What do we know, and how do we really know what we know? David Hume, the 18th-century Scottish philosopher, ventured that everything we perceive comes from what we’ve directly experienced. If we happen upon a thought, an idea, that we can’t trace back to a sense experience, then that idea cannot really be meaningful. This thinking flies in the face of all rationalist discourse, but Hume was an empiricist, so let’s leave it at that for now.
In what may be the mother of all epistemological WTHs, Hume willingly served up a counterexample, an exception, if you will, to his own ironclad argument that all ideas come from experience. If a man, he hypothesized, has seen all the colors of the world except for one particular shade of blue, and if all the shades of blue were laid out before him—from the darkest to the lightest—except the single shade he’s never before seen, might it be possible for him to conceive of it without having experienced it? (Strangely, Hume said yes, but added that the occasion would be so rare that it didn’t disprove his original rule.)
My first impulse was to say yes as well. Of course the man can imagine the missing blue shade because the mind naturally makes inferences and fills in the blank. But when I put on my empiricist hat, I started to wonder: can I truly, meaningfully know anything if I’ve never seen, heard, touched, tasted, or otherwise experienced it?
I sat with this for a while and ended up going a bit off tangent. For me, the more interesting question lies elsewhere.
How does one know that there was a missing shade of blue to begin with?

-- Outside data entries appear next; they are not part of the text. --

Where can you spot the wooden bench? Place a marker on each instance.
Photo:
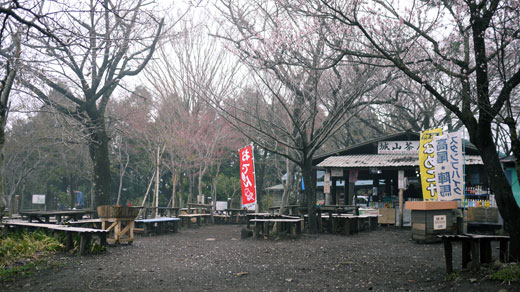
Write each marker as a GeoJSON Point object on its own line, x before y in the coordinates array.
{"type": "Point", "coordinates": [290, 225]}
{"type": "Point", "coordinates": [157, 225]}
{"type": "Point", "coordinates": [85, 233]}
{"type": "Point", "coordinates": [60, 215]}
{"type": "Point", "coordinates": [89, 223]}
{"type": "Point", "coordinates": [476, 249]}
{"type": "Point", "coordinates": [186, 218]}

Embedded in the question of whether or not one can fill in the blank is an assumption that there exists a shade of blue for which a blank space has been made. And is there not always a gap at the heart of everything we know and can know? We may not know with what we would fill it, or even how we might choose to fill it. But two things I do know with some measure of certainty: that it is there, and that it is in the continuous attempts at filling (what in all likelihood is unfillable) that we constitute all things meaningful.

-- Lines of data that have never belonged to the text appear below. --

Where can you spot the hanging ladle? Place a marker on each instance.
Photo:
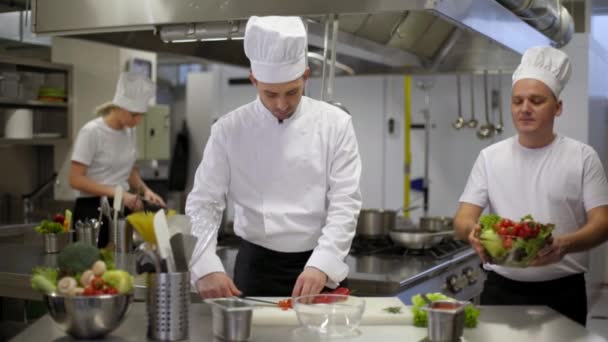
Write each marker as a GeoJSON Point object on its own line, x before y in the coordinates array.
{"type": "Point", "coordinates": [472, 123]}
{"type": "Point", "coordinates": [497, 101]}
{"type": "Point", "coordinates": [459, 123]}
{"type": "Point", "coordinates": [486, 130]}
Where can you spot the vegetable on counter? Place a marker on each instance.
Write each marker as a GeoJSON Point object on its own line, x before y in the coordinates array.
{"type": "Point", "coordinates": [421, 317]}
{"type": "Point", "coordinates": [83, 272]}
{"type": "Point", "coordinates": [511, 243]}
{"type": "Point", "coordinates": [393, 309]}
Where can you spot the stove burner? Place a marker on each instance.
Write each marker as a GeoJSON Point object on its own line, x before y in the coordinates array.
{"type": "Point", "coordinates": [446, 248]}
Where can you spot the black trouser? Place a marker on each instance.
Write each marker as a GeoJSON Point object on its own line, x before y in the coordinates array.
{"type": "Point", "coordinates": [259, 271]}
{"type": "Point", "coordinates": [87, 208]}
{"type": "Point", "coordinates": [566, 295]}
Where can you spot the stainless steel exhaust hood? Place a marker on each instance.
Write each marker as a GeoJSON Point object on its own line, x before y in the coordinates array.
{"type": "Point", "coordinates": [376, 36]}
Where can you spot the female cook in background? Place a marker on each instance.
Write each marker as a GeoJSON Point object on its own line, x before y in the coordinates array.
{"type": "Point", "coordinates": [105, 152]}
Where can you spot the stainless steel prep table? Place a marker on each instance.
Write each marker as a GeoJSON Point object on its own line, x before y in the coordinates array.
{"type": "Point", "coordinates": [496, 324]}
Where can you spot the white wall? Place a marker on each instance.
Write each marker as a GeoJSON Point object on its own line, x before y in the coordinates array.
{"type": "Point", "coordinates": [96, 69]}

Philosophers have debated about what possessed Hume to practically invalidate his entire theory of knowledge with this beautifully poetic counterexample. I’m not as baffled. I would hazard a guess that even the strictest and most pragmatic empiricist is wise enough to acknowledge that at the core of human experience is the existence of a hole, the provenance of which we might never know, but with which we have to make a certain kind of peace.